Long-running legal battle with Mediaset involves country’s most popular gameshow Pasapalabra

Pasapalabra-©-RobertoGarver-2020

Source: © RobertoGarver 2020

Pasapalabra

Spanish broadcaster Mediaset has been ordered to pay ITV Studios more than €73m (£63m) in compensation for airing one of the country’s most popular shows without a licence.

The payout has been ordered by the Provincial Court of Madrid and comes after a lengthy legal battle that involves long-running hit Pasapalabra, a gameshow based on ITVS-owned format The Alphabet Game.

The show initially debuted in Spain in 2000 on Atresmedia’s Antena 3, before Mediaset’s Telecinco acquired rights to the format from ITVS in 2009.

Pasapalabra sees teams competing across four rounds of word and trivia games, with the aim being to build up as much time as possible to take into the fifth and final round, known as El Rosco.

El Rosco is a game requiring contestants to work their way through the alphabet, correctly guessing specific words for each letter from definitions given by the host. It is frequently the most popular segment on Spanish linear TV.

However, following Telecinco’s acquisition of the Pasapalabra format, a dispute broke out over ownership of the El Rosco element of the show.

The original Alphabet Game format did not include the El Rosco game, but an Italian version of the show - known as Passaparola - did. It had been included following a territory-specific deal with El Rosco’s creators, Reto Luigi Pianta and René Mauricio Loeb.

Pianta and Loeb subsequently sold the rights to El Rosco to Netherlands-based MC&F Broadcasting Production & Distribution. When Pasapalabra was launched in Spain, the El Rosco element was also included.

That prompted a legal battle from MC&F, with Mediaset subsequently deciding to break its agreement with ITVS. Instead, it credited MC&F with the Pasapalabra format, which it said was based on its show, 21 x 100.

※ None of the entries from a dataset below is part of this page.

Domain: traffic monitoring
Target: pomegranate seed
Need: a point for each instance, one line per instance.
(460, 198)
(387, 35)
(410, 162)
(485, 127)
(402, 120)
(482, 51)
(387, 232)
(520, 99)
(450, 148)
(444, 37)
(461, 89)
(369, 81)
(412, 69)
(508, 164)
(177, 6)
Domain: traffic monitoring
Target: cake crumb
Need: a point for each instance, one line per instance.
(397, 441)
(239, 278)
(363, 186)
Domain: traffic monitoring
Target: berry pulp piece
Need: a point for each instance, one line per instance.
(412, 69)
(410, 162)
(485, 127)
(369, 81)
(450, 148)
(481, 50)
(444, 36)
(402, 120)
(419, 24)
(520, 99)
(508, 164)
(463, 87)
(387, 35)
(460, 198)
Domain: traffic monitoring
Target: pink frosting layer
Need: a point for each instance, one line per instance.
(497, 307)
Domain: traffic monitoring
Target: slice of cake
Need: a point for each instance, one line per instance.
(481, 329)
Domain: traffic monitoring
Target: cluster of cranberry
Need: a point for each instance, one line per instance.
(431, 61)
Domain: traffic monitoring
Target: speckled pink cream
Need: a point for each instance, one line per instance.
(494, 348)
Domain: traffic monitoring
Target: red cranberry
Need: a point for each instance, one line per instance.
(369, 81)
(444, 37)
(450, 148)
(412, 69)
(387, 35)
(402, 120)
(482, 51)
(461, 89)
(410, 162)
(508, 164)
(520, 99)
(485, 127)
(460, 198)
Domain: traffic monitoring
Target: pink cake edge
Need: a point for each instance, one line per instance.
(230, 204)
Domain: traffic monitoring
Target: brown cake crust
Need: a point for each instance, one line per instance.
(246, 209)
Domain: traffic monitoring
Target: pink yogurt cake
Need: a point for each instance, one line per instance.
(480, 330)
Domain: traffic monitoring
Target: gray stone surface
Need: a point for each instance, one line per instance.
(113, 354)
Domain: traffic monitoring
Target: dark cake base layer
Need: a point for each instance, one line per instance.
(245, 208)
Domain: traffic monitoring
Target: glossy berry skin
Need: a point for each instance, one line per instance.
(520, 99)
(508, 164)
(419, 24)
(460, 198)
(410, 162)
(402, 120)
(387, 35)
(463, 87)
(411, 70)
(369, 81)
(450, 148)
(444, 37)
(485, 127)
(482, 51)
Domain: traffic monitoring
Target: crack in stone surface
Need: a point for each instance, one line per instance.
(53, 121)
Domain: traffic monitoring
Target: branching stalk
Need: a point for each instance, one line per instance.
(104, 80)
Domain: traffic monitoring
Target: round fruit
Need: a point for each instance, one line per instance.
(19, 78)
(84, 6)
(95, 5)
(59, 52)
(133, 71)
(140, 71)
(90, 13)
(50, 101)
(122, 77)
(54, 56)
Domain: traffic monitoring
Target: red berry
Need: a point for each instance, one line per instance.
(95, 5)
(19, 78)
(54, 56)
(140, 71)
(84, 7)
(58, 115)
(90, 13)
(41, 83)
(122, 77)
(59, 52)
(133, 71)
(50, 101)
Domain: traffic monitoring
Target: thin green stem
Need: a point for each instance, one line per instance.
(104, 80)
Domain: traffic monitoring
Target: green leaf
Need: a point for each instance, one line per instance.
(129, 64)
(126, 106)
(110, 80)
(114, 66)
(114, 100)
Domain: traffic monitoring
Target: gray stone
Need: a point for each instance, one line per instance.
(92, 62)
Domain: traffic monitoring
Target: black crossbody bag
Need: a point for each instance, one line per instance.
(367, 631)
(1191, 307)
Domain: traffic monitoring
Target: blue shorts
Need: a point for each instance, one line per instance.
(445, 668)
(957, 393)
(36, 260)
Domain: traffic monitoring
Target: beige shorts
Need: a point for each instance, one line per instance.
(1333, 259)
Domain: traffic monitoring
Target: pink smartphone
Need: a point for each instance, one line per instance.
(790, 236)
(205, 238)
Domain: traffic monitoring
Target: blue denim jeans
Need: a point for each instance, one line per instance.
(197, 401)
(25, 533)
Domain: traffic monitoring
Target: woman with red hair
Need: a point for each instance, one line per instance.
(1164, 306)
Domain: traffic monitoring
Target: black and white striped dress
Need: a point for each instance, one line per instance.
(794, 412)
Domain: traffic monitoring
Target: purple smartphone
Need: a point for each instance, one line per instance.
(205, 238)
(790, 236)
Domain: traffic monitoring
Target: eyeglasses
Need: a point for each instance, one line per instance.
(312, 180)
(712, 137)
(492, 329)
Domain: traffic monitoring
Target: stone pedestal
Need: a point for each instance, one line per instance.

ITVS started legal action against Mediaset in 2012, with Spain’s Supreme Court subsequently ruling in 2019 that the broadcaster must stop broadcasting Pasapalabra. It added that Mediaset would have to compensate ITVS for profits gained from its airing.

As a result, rival broadcaster Atresmedia picked up rights to the show for its Antena 3 channel, where it remains a ratings hit.

In the interim, the court battle between ITVS and Mediaset continued, with an initial ruling by a Madrid court last year setting the compensation level at €44.3m. However, the Provincial Court of Madrid’s final ruling, first revealed by Spanish outlet El Confidencial, has now set the total figure at €73.2m.

The increased amount is partly due to the “coat-tail effect” that the show had on driving audiences to shoulder programming and associated advertising revenues. It is understood the ruling cannot be appealed further.

El Rosco rights decision

While ITVS is set to receive a bumper payout over Pasapalabra, a separate legal case has also been settled over ownership of the El Rosco element of the gameshow.

MC&F had sued Atresmedia for infringing its rights for using El Rosco within Pasapalabra.

Spain’s Supreme Court has now confirmed that the El Rosco element is owned by Netherlands-based firm MC&F, meaning Atresmedia’s Antena 3 will no longer be able to air the show in its current form.

The court said it “recognises that El Rosco is a work protected by intellectual property, as it is a developed, structured, and sufficiently complex television format, not an initial or general idea”.

It has also emerged that Mediaset Spain chief exec, Alessandro Salem, struck a deal with MC&F last year to acquire rights to El Rosco, with ambitions to launch a standalone series based on the popular strand.

Pasapalabra was Spain’s most-watched game show in April in terms of average audience, with 1.6 million viewers. The quiz show is produced by ITV Studios Iberia.

Mediaset and Atresmedia have not yet commented on the ruling, while ITVS has declined to comment.